An Alphabetical Analysis
Volume 9 - Prophetic Truth - Page 137 of 223
INDEX
Referring to the forty -first Psalm, Peter says:
'This Scripture must needs have been fulfilled, which the Holy Ghost by
the mouth of David spake before concerning Judas' (Acts 1:16).
After Pentecost with its spiritual endowment and illumination, Peter
still employs the same figure:
'But those things, which God before had shewed ... by the mouth of all
His holy prophets since the world began' (3:18,21).
And yet once again just before a second miniature Pentecost, Peter said:
'Lord, Thou art God, Which hast made heaven, and earth, and the sea,
and all that in them is: Who by the mouth of Thy servant David hast
said, Why did the heathen rage?' (4:24,25).

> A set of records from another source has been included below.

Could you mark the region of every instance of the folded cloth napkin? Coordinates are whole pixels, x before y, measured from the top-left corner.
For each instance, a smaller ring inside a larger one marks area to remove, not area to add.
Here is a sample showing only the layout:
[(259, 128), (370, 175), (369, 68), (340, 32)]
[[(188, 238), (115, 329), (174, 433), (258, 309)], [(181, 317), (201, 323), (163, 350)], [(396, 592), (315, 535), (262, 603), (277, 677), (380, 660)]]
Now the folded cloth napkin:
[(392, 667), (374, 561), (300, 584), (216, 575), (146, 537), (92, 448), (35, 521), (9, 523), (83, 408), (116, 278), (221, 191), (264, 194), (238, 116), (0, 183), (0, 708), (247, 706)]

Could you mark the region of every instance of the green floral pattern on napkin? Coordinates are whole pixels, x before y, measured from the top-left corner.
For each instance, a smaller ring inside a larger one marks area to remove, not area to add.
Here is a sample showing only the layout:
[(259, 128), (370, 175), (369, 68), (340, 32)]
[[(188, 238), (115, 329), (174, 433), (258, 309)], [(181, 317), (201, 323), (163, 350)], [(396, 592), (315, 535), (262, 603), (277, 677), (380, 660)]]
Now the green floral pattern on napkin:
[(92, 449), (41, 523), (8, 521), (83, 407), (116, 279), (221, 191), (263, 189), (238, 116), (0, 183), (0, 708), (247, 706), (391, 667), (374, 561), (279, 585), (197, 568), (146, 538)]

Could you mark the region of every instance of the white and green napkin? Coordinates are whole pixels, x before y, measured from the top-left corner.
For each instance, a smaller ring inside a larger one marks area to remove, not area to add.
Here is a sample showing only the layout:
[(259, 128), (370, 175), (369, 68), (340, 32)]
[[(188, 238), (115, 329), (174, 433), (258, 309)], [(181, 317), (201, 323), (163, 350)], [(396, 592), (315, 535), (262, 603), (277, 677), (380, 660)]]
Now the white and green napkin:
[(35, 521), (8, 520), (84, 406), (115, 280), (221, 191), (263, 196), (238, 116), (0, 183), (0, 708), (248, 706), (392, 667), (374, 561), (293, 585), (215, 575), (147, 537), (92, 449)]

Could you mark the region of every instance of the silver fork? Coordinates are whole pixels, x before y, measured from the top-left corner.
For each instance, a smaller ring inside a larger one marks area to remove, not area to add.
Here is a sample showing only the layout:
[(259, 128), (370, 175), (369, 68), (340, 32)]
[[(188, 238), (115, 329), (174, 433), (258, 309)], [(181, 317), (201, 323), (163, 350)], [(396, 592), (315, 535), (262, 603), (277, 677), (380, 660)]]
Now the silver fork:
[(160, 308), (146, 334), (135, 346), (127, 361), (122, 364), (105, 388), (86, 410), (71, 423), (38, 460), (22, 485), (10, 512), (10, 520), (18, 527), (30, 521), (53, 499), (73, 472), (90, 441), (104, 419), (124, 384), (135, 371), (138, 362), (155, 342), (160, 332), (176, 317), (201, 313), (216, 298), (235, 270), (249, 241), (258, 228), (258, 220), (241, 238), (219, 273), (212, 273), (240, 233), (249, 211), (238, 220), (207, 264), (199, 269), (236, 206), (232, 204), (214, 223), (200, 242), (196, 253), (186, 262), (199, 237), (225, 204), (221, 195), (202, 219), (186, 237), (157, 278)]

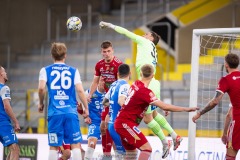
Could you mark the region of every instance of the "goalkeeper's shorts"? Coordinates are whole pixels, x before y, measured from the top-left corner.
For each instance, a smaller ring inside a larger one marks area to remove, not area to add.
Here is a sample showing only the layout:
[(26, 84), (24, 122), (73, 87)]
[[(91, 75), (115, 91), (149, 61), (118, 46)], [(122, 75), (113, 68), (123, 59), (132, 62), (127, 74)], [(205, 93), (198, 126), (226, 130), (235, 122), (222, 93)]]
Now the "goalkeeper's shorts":
[[(160, 89), (161, 89), (161, 84), (158, 80), (156, 80), (155, 78), (153, 78), (151, 80), (151, 82), (148, 85), (148, 88), (151, 89), (153, 91), (153, 93), (155, 94), (155, 96), (160, 99)], [(146, 114), (152, 113), (157, 107), (156, 106), (152, 106), (149, 105), (147, 111), (145, 112)]]

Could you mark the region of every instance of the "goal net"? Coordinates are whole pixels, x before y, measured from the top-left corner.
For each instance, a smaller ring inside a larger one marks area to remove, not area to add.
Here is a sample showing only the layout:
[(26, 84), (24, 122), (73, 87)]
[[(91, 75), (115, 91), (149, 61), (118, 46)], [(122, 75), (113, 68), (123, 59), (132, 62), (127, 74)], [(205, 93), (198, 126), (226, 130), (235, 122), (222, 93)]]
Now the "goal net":
[[(240, 28), (193, 31), (190, 106), (203, 108), (215, 96), (219, 79), (227, 74), (224, 68), (224, 56), (230, 52), (240, 55)], [(229, 97), (225, 94), (221, 103), (202, 115), (196, 124), (192, 122), (195, 113), (189, 114), (188, 159), (198, 159), (196, 152), (204, 151), (209, 147), (215, 148), (214, 150), (222, 147), (225, 151), (220, 138), (229, 103)], [(209, 138), (209, 140), (204, 141), (203, 144), (198, 143), (196, 139), (199, 138)], [(217, 141), (213, 143), (214, 138), (217, 138)], [(208, 158), (221, 159), (225, 156), (225, 153), (215, 153), (215, 157), (213, 154), (208, 155)], [(207, 156), (205, 158), (207, 159)]]

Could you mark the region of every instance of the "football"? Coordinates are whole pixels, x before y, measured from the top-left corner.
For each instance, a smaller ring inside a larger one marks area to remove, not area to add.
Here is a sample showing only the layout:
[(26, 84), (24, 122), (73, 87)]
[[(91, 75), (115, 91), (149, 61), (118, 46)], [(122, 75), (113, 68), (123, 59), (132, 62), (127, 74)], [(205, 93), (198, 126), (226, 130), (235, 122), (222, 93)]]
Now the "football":
[(70, 31), (77, 32), (82, 28), (82, 21), (76, 16), (72, 16), (67, 20), (67, 29)]

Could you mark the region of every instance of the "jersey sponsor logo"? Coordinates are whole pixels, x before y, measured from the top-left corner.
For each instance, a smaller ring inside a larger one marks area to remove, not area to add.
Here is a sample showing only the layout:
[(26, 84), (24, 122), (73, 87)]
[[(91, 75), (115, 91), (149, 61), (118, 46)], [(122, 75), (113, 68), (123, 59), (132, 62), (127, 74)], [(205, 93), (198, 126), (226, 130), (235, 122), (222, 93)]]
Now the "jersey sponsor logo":
[(57, 90), (57, 95), (54, 96), (56, 100), (68, 100), (69, 96), (63, 90)]
[(151, 101), (157, 100), (157, 97), (155, 96), (155, 94), (153, 92), (150, 92), (149, 96), (150, 96)]
[(73, 138), (73, 141), (78, 141), (81, 139), (81, 136), (77, 137), (77, 138)]
[(233, 76), (232, 78), (233, 80), (237, 80), (238, 78), (240, 78), (240, 76)]
[(133, 127), (133, 130), (134, 130), (135, 132), (137, 132), (137, 134), (139, 134), (139, 133), (141, 132), (136, 126)]
[(48, 133), (49, 143), (58, 143), (58, 138), (56, 133)]
[(127, 93), (128, 93), (128, 88), (127, 87), (123, 88), (123, 91), (121, 92), (121, 94), (127, 95)]
[(64, 102), (64, 101), (59, 101), (59, 104), (60, 104), (61, 106), (63, 106), (63, 105), (65, 105), (65, 102)]

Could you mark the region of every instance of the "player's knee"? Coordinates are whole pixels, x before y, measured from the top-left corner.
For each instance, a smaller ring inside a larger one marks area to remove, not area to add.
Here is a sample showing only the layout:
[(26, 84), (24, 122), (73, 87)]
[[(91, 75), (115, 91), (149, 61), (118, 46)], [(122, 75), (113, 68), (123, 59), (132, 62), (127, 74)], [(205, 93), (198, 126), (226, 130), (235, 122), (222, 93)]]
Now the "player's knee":
[(226, 160), (235, 160), (235, 156), (226, 155)]
[(70, 150), (64, 150), (63, 155), (65, 159), (69, 159), (71, 157), (71, 151)]
[(145, 116), (143, 118), (144, 123), (148, 124), (152, 120), (153, 120), (152, 114), (145, 114)]
[(19, 154), (19, 146), (16, 143), (9, 145), (8, 148), (12, 154)]

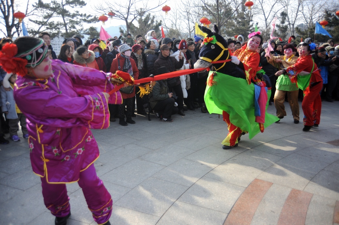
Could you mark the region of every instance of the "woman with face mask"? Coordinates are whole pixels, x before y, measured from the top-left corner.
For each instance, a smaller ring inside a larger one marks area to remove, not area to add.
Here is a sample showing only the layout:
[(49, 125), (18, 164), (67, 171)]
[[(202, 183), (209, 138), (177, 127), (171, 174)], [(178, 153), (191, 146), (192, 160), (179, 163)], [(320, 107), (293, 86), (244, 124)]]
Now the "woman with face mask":
[(74, 58), (73, 63), (75, 65), (99, 70), (99, 67), (95, 61), (94, 53), (88, 50), (84, 45), (77, 48), (73, 53), (73, 57)]
[[(128, 73), (135, 80), (138, 80), (139, 76), (139, 70), (135, 62), (131, 58), (132, 49), (128, 45), (124, 44), (118, 48), (119, 53), (117, 57), (113, 60), (111, 66), (111, 72), (115, 73), (117, 70), (121, 70)], [(135, 122), (132, 119), (134, 102), (133, 100), (135, 96), (135, 89), (133, 86), (127, 87), (120, 90), (123, 102), (122, 104), (119, 105), (118, 111), (119, 115), (119, 124), (122, 126), (127, 126), (127, 123), (134, 124)], [(126, 108), (126, 120), (125, 121), (125, 109)]]
[(88, 46), (88, 49), (91, 51), (93, 51), (94, 53), (95, 57), (95, 61), (98, 64), (99, 67), (99, 70), (101, 71), (106, 71), (106, 64), (104, 62), (102, 58), (100, 57), (102, 54), (102, 49), (97, 45), (93, 44)]
[[(294, 65), (298, 57), (293, 54), (297, 51), (294, 45), (290, 43), (286, 44), (283, 48), (284, 55), (274, 56), (271, 54), (267, 57), (267, 62), (278, 69), (281, 69)], [(285, 95), (287, 94), (288, 103), (293, 116), (295, 123), (299, 123), (299, 104), (298, 102), (299, 88), (295, 84), (293, 84), (287, 76), (280, 76), (277, 80), (275, 93), (274, 94), (274, 106), (277, 110), (277, 117), (281, 119), (286, 116), (285, 111)], [(277, 122), (280, 121), (279, 120)]]

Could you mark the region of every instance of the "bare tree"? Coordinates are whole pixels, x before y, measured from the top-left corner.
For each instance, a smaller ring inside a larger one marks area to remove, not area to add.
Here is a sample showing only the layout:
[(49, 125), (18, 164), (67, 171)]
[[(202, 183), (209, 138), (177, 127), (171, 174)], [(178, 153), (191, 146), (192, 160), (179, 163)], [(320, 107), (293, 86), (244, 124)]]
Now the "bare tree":
[(97, 13), (106, 14), (112, 10), (115, 14), (115, 18), (125, 21), (126, 33), (129, 32), (129, 29), (133, 22), (147, 13), (154, 13), (160, 5), (167, 0), (159, 0), (158, 3), (152, 2), (149, 6), (148, 1), (143, 0), (126, 0), (125, 1), (112, 2), (106, 0), (103, 3), (95, 6)]

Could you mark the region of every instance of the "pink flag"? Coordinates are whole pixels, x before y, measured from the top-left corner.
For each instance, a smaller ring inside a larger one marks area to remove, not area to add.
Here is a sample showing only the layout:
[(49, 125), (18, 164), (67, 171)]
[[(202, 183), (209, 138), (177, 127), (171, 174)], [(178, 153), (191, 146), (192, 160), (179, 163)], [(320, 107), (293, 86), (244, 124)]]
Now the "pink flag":
[(108, 38), (112, 37), (102, 26), (101, 28), (100, 29), (100, 39), (105, 42)]

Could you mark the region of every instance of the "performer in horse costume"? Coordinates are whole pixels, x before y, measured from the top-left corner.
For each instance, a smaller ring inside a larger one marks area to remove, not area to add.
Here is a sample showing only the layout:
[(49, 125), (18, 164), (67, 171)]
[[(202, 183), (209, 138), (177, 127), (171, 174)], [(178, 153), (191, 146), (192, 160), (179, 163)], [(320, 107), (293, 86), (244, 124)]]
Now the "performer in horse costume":
[(260, 56), (255, 50), (262, 42), (258, 33), (252, 33), (246, 45), (230, 56), (227, 42), (218, 34), (199, 27), (207, 34), (194, 64), (195, 68), (209, 67), (205, 101), (210, 113), (222, 114), (228, 134), (222, 142), (224, 149), (238, 146), (240, 136), (248, 133), (250, 138), (279, 119), (266, 113), (267, 76), (257, 72)]

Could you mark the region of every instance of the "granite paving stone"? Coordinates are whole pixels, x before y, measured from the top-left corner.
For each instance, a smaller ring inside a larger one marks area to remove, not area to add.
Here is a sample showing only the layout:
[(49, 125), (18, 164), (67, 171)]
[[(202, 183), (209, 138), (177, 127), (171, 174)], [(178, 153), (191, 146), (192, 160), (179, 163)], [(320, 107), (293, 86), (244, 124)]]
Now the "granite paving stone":
[(186, 186), (149, 177), (115, 204), (160, 217), (187, 188)]

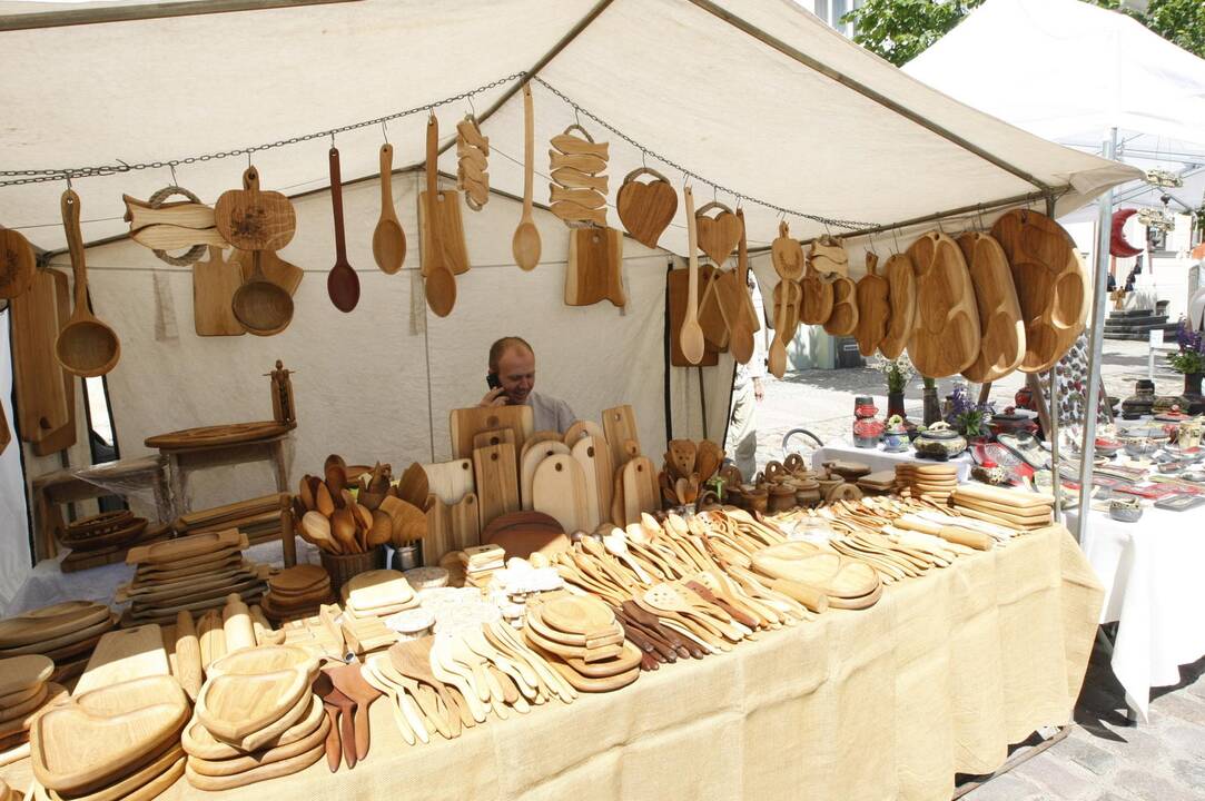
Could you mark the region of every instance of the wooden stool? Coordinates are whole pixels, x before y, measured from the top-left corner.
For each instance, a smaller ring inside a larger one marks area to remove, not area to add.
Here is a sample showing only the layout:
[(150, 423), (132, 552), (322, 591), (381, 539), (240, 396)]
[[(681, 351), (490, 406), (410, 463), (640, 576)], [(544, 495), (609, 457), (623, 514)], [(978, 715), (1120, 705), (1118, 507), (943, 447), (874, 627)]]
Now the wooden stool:
[(40, 561), (58, 554), (54, 532), (65, 525), (59, 507), (105, 495), (128, 496), (147, 489), (154, 494), (155, 512), (160, 520), (174, 519), (171, 488), (159, 457), (105, 461), (84, 470), (55, 470), (36, 476), (34, 496), (34, 559)]

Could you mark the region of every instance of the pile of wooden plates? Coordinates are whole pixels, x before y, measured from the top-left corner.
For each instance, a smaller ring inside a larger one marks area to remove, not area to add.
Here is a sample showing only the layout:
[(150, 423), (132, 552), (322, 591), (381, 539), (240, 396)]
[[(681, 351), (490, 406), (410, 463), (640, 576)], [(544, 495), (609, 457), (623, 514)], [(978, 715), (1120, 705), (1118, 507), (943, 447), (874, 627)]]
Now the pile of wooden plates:
[(243, 561), (246, 547), (246, 535), (227, 529), (130, 548), (125, 561), (137, 570), (116, 596), (130, 601), (123, 625), (174, 623), (182, 611), (221, 608), (231, 593), (258, 602), (268, 569)]
[(189, 783), (227, 790), (318, 761), (331, 724), (312, 690), (317, 676), (318, 660), (290, 646), (248, 648), (210, 665), (182, 736)]
[(0, 752), (28, 742), (34, 715), (66, 696), (49, 681), (53, 672), (54, 662), (37, 654), (0, 659)]
[(99, 550), (129, 544), (142, 536), (146, 528), (146, 518), (134, 517), (129, 510), (119, 510), (69, 523), (58, 532), (58, 537), (71, 550)]
[(901, 494), (906, 489), (912, 497), (945, 503), (958, 487), (958, 467), (905, 461), (895, 465), (895, 484)]
[(617, 690), (640, 676), (640, 649), (624, 640), (615, 612), (596, 597), (566, 593), (528, 603), (523, 636), (583, 693)]
[(260, 606), (270, 620), (292, 620), (318, 614), (323, 603), (334, 603), (330, 575), (321, 565), (286, 567), (268, 578)]
[(396, 570), (370, 570), (353, 576), (341, 590), (343, 608), (357, 618), (387, 618), (418, 606), (418, 596)]
[(184, 772), (187, 720), (188, 697), (170, 676), (83, 693), (34, 719), (34, 777), (54, 801), (153, 799)]
[(1018, 531), (1033, 531), (1054, 522), (1054, 496), (987, 484), (963, 484), (953, 505), (962, 514)]
[(54, 661), (52, 682), (83, 672), (96, 641), (117, 616), (104, 603), (64, 601), (0, 620), (0, 659), (41, 654)]

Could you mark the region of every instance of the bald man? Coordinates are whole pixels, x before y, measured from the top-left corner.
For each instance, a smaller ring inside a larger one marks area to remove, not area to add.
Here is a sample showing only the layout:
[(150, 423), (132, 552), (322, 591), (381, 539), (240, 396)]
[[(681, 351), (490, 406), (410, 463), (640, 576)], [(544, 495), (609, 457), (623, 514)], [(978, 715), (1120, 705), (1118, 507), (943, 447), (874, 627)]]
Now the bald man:
[(504, 336), (489, 347), (489, 375), (498, 388), (478, 406), (530, 406), (536, 431), (564, 434), (577, 418), (565, 401), (533, 390), (535, 351), (518, 336)]

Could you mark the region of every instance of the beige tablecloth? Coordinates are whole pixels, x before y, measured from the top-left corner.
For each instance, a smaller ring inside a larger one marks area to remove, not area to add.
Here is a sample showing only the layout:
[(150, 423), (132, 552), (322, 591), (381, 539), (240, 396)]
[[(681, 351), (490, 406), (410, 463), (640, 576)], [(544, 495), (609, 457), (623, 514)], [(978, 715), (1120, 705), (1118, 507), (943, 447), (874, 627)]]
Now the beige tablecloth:
[[(956, 771), (991, 772), (1009, 743), (1071, 719), (1101, 597), (1071, 536), (1045, 529), (888, 588), (871, 609), (455, 741), (407, 747), (378, 702), (355, 770), (323, 760), (223, 797), (945, 801)], [(160, 799), (206, 795), (181, 781)]]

We have seen that a prophet was one who received his message either by
a vision or a dream, and had the matter ended there we might have reasonably
supposed that, having seen the vision or dreamed the dream, he was left to
explain and expound the revelation in his own way.  This we see is not so and
once again we thank God for the wondrous care and provision He has made to
preserve intact and uncorrupted the Word which He sent to the children of
men.
THE
PROPHETIC
EARTH
The meaning and bearing of the word 'oikoumene'
World events, coupled with the recent acknowledgment of Israel as a
nation, have turned the thoughts of many believers to Prophecy, the Second
Coming and the many strange and startling statements of Holy Writ concerning
'the end'.
In other pages we have given expositions of the books of Daniel, Isaiah
and the Millennium, in this section we are limiting our inquiry to the
question, 'what is the extent of the prophetic earth?'  When we read of men's
hearts failing them for fear in looking after those things which are coming
on the earth (Luke 21:26), are we to understand the trouble in the Far East,
China and other distant lands, or is this passage concerned with a much more
limited area?  When we read of wars and rumours of wars, when nation shall
rise against nation and kingdom against kingdom (Matt. 24:7), are we to look
at the threat of a 'world', or, as the word is, a 'global' war, or are we to
remember that the quotation from Isaiah 19:2 rather focuses our attention
upon Egypt?
Does the king of the North spoken of in Daniel refer to Russia?  If so
does this mean that the Soviet Union will be dissolved and Russia once again
be ruled by a 'king'?  This seems well nigh impossible.  Shall we therefore
set aside the term 'king' as negligible, and if we do, what value can we
place on any term used by the prophets?  Is there any warrant for associating
the name Meshech with Moscow?  Does Rosh mean Russia?  Is Tubal, Tobolsk
(Ezek. 38:2)?  Scripture speaks of ten kings that are to rule under the
antichristian Beast at the time of the end.  Will these kings sit on thrones
as far removed as China or Brazil?  Or will their dominion be limited to the
lands ruled over by the Gentile powers envisaged in the image of Daniel 2?